Table 1. Cluster Manager Configuration Parameters
Parameter Description Default Value
Engine Failure Wait Time The amount of time that the Cluster Manager waits to declare an engine failure after a heartbeat message has not been received. At the end of the wait time, the Cluster Manager initiates failover operations.

ClusterMgr:How long (in seconds) should the Cluster Manager wait before declaring an engine failure?

12
Cluster Failure Wait Time The amount of time that the Cluster Manager waits to declare an intra-engine failure after a heartbeat message has not been received. At the end of the wait time, the Cluster Manager initiates failover operations.

ClusterMgr:How long (in seconds) should the Cluster Manager wait before declaring an intra-engine cluster failure?

10
Intra-Cluster Fencing Agent (Processing and publishing servers) The name of the program that implements the fencing agent within one cluster, fence_agent_kill. This fencing agent kills the MTX service processes on the specified fenced servers. It uses SSH to access the remote fenced server and invokes a kill command to stop the server locally. This agent depends on SSH being configured for password-less access between any two hosts in the cluster. It is located in the ${MTX_BIN_DIR}/resource_agent.d/ directory.

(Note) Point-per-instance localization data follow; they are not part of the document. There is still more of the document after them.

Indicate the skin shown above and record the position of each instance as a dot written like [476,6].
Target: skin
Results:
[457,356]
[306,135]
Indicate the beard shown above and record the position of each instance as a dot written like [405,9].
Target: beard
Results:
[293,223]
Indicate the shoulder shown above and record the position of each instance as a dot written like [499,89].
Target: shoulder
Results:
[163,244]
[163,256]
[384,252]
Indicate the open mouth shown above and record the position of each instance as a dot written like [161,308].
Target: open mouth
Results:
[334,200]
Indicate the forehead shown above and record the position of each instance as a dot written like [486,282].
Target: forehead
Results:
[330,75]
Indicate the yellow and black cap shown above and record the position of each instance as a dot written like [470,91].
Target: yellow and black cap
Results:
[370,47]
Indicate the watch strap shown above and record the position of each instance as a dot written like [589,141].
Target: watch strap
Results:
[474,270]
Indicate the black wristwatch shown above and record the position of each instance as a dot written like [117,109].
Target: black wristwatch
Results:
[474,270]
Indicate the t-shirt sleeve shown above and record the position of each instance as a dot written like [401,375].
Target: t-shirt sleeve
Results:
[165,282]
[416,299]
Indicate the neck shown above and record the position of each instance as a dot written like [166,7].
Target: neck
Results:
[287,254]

create_config.info question: ClusterMgr:What is the name of the intra-cluster fencing agent to use?

${MTX_BIN_DIR}/resource_agent.d/fence_agent_kill
Processing Server Quorum (Processing pods) Sets the minimum number of processing pods that must be active for the engine to not fail over. The allowed values are:
  • 0 - (No quorum number is set) This is the default value. This value is required if starting the engine with the Fast Start option. See the discussion about start_engine.py for more information.
  • 1 — A quorum of 1 processing pod.
  • 2 — A quorum of 2 processing pods. This is valid for two to three processing pods.
  • 3 — A quorum of 3 processing pods.
  • -1 — This setting is retained for historical compatibility. It sets the quorum to the number of total pods divided by 2, plus one ((n/2) + 1). The result is that one pods is a quorum of 1. Two or three pods is a quorum of 2.

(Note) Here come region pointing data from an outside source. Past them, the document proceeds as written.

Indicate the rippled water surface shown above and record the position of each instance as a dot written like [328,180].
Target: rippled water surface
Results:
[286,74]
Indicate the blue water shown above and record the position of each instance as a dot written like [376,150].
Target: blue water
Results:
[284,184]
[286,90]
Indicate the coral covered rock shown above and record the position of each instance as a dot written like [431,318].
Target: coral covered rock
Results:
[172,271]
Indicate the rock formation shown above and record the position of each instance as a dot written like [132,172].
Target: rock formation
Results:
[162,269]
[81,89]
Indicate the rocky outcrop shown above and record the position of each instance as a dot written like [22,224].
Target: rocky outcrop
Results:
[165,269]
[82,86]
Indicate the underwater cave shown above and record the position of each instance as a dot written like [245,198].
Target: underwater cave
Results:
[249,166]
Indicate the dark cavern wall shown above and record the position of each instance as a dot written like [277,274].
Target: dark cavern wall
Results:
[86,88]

In Engine Operator-based deployments, configure a quorum of 2 (or any value greater than 1 that is appropriate for the number of processing pods in the deployment). Configure a quorum of 0 in Topology Operator-based deployments, where Cluster Monitor is enabled by default.

create_config.info question: ClusterMgr:What is the required number of blades for quorum?

Note: If the number of processing pods matches the specified quorum number, then only leader nodes write to transaction logs, and non-leader nodes do not write to the logs. This prevents multiple processing pods from logging duplicate transactions.
0
Standby Cluster Start up Wait Time (Processing servers) When a STANDBY cluster starts up, the amount of time to wait for its peer cluster to become ACTIVE before considering it failed and starting itself in ACTIVE HA state. A value of 0 disables this feature. In such cases, the secondary engine cluster waits forever and does not start in an ACTIVE HA state.

create_config.info question: ClusterMgr:How long (in seconds) should the Cluster Manager on a secondary cluster wait for a primary cluster?

0